High Liner alleges former execs poached Kroger shrimp business
A new company headed by former Rubicon executives poached Kroger’s private label shrimp business from High Liner and stole trade secrets, High Liner Foods alleges in a lawsuit.
Lunenberg, Nova Scotia, Canada-based High Liner spent more than USD 100 million (EUR 89 million) to develop the trade secrets in question, according to the complaint, filed in federal court in California, on 11 June.
Former Rubicon executives Justin Kirby, Nicholas Leonard, Lucas Biging, and Ernest Dominguez, who worked in High Liner’s frozen shrimp division, utilized proprietary information to snatch Kroger’s “Simple Truth” shrimp business from High Liner, the complaint alleges.
Kirby was vice president of merchandising, Leonard served as director of sourcing, Biging was a national account manager, and Dominguez was Rubicon’s former inventory manager. Neither Kirby nor Leonard responded to SeafoodSource's requests for comment.
Kirby and Leonard incorporated Los Angeles, California, U.S.A.-based Haven Foods in early February, and the company is based at a cold storage facility previously used by Rubicon to house millions of dollars of inventory for Rubicon’s customers, the complaint said.
In May 2017, High Liner purchased Rubicon for USD 107 million (EUR 95 million), “in large part due to Rubicon’s trade secrets and unrivaled success in the sustainable shrimp industry,” the complaint stated.
Rubicon’s procurement process and long-term strategic partnerships with shrimp farmers and producers throughout Southeast Asia are integral to its business model and value, the company stated.
“Rubicon’s virtual vertical integration in Thailand allows it to operate a flexible and reliable supply chain that differentiates its business from competing suppliers who are all about price,” High Liner said.
That vertically integrated sustainable sourcing model was a key reason for its business with Kroger and other customers who require sustainably- sourced seafood, according to the complaint.
“Over the years, they [the defendants] developed detailed knowledge of Rubicon’s internal strategies, pricing, marketing, procurement processes and sales. Given Leonard’s and Kirby’s senior positions within Rubicon’s Sourcing and Procurement team, they had intimate knowledge of Rubicon’s confidential information and trade secrets, including supply chain, pricing, margins, information on customer preferences and terms of Rubicon’s supply agreements…” the complaint stated.
A week before Biging resigned, he received a request from Kroger inviting Rubicon to submit a bid for the opportunity to supply “Simple Truth” bagged shrimp to Kroger for two years. Biging did not notify his Rubicon superiors about the request until six days after he received it.
“Biging appears to have intentionally waited six days to disclose the Kroger request for proposal (RFP) in an effort to give Haven Foods a head start in assembling its own bid to the Kroger RFP, while jeopardizing Rubicon’s ability to compete,” the complaint said.

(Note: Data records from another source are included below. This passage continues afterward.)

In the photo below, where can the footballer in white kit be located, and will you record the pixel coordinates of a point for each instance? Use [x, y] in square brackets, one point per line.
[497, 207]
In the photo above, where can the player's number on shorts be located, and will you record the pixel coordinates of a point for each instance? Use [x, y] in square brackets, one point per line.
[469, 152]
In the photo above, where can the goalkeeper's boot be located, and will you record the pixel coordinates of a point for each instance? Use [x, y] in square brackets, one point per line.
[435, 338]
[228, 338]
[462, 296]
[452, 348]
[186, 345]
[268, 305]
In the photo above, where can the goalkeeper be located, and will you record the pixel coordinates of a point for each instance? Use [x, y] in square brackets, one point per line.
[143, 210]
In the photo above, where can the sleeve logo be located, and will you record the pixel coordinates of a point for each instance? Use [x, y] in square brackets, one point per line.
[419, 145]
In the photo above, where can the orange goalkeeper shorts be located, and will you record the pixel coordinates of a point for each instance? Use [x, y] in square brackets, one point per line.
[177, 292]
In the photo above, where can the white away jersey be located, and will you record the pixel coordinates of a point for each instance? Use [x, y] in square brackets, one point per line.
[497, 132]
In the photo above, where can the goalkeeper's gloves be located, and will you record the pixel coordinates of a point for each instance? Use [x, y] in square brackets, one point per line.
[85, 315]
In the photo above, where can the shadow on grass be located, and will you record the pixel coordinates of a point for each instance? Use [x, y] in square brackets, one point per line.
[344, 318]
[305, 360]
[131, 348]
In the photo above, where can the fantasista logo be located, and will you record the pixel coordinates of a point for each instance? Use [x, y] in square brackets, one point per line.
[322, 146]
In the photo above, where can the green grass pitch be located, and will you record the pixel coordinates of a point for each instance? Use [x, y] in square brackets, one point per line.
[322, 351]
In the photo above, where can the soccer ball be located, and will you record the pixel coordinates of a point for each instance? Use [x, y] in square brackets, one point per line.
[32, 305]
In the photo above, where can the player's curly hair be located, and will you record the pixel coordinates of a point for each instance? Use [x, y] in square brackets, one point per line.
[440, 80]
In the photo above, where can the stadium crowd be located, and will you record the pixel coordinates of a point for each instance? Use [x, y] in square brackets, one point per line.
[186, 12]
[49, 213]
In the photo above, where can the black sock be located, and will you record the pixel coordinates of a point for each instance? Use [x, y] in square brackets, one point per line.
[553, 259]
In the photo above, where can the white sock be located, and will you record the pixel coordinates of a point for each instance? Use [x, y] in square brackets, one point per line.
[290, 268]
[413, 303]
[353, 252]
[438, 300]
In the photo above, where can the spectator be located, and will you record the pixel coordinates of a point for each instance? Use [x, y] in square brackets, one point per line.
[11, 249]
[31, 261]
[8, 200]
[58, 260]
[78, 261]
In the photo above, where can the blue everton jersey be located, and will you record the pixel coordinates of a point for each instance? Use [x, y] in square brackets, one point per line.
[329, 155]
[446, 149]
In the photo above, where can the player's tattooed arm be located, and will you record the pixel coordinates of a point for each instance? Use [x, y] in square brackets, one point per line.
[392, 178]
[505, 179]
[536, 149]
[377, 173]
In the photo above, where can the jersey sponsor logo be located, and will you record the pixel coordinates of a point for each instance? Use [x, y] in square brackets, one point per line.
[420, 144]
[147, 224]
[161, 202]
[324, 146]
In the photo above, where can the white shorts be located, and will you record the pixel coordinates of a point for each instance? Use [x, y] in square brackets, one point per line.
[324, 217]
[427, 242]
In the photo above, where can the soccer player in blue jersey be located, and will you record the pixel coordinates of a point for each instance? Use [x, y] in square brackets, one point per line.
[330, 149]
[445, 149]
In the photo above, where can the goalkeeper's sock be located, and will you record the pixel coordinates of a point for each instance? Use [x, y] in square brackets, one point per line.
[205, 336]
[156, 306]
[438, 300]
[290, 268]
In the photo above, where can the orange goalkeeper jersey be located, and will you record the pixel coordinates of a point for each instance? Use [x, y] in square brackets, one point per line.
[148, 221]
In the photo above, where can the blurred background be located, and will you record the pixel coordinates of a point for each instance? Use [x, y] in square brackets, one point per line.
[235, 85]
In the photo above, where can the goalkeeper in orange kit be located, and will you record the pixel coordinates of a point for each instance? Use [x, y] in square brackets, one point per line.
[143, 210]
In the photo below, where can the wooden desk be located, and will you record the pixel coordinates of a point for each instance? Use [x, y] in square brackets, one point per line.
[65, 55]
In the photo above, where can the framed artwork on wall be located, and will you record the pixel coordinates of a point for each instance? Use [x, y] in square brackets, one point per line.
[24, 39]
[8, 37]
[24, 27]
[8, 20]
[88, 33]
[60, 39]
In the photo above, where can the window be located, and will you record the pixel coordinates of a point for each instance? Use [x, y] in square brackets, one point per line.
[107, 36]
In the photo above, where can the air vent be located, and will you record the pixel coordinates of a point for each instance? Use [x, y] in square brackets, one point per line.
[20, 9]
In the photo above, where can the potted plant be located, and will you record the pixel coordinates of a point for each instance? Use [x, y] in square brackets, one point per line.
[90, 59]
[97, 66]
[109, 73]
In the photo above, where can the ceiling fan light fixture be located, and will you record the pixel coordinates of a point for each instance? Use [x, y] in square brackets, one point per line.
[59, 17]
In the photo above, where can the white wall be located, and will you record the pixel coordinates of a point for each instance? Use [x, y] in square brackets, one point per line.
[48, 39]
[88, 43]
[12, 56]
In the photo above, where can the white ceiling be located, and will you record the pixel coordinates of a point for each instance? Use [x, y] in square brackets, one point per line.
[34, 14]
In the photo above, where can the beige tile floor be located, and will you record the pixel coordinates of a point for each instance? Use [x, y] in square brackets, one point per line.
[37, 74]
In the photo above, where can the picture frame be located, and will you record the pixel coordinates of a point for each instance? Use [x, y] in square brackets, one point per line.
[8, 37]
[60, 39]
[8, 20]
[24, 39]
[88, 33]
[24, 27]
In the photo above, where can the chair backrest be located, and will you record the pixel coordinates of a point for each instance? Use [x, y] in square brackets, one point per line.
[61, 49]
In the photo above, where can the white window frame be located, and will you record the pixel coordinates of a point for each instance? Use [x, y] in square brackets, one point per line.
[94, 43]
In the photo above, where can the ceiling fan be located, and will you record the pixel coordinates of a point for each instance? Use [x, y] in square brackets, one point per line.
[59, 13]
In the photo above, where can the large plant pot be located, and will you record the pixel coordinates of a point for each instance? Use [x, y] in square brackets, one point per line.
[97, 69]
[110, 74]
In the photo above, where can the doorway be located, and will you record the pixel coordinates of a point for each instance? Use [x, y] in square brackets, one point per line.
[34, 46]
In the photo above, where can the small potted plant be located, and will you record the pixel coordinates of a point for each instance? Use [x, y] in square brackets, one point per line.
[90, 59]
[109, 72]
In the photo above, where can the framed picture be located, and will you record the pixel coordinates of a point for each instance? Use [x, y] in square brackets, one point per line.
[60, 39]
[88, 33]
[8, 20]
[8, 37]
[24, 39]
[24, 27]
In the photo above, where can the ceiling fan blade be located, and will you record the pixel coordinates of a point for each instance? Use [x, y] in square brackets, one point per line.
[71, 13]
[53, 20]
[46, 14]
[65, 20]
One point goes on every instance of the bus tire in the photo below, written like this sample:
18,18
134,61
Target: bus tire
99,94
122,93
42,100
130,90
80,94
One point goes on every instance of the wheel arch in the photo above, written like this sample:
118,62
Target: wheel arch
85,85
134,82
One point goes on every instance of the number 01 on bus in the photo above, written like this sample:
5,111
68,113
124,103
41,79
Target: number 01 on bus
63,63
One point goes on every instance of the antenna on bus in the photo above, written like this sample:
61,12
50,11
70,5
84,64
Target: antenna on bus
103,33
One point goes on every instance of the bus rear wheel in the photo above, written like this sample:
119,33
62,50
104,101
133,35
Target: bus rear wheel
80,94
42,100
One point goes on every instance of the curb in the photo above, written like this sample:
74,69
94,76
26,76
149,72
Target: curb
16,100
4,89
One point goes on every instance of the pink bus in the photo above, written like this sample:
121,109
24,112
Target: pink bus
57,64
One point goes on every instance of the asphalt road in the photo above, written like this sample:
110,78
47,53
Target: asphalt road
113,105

Two months later, Kroger employees whom Kirby and Biging met with in Cincinnati and Los Angeles sent a letter stating that Rubicon “would not be awarded any of the Kroger shrimp business [that was the subject of the Kroger RFP] moving forward,” the complaint said.
Then, Haven Foods was awarded a portion of Kroger’s shrimp business in the RFP.
High Liner and Rubicon have also filed a separate arbitration demand against Leonard and Kirby (who both executed an arbitration agreement with Rubicon) to address “their ongoing breaches of contract, their unlawful, unfair, and tortious interference with Rubicon’s customers and employment relationships, and their breaches of the duty of loyalty,” the complaint stated.
High Liner and Rubicon also brought a separate state court lawsuit asserting the same claims against Biging (who did not execute an arbitration agreement with Rubicon).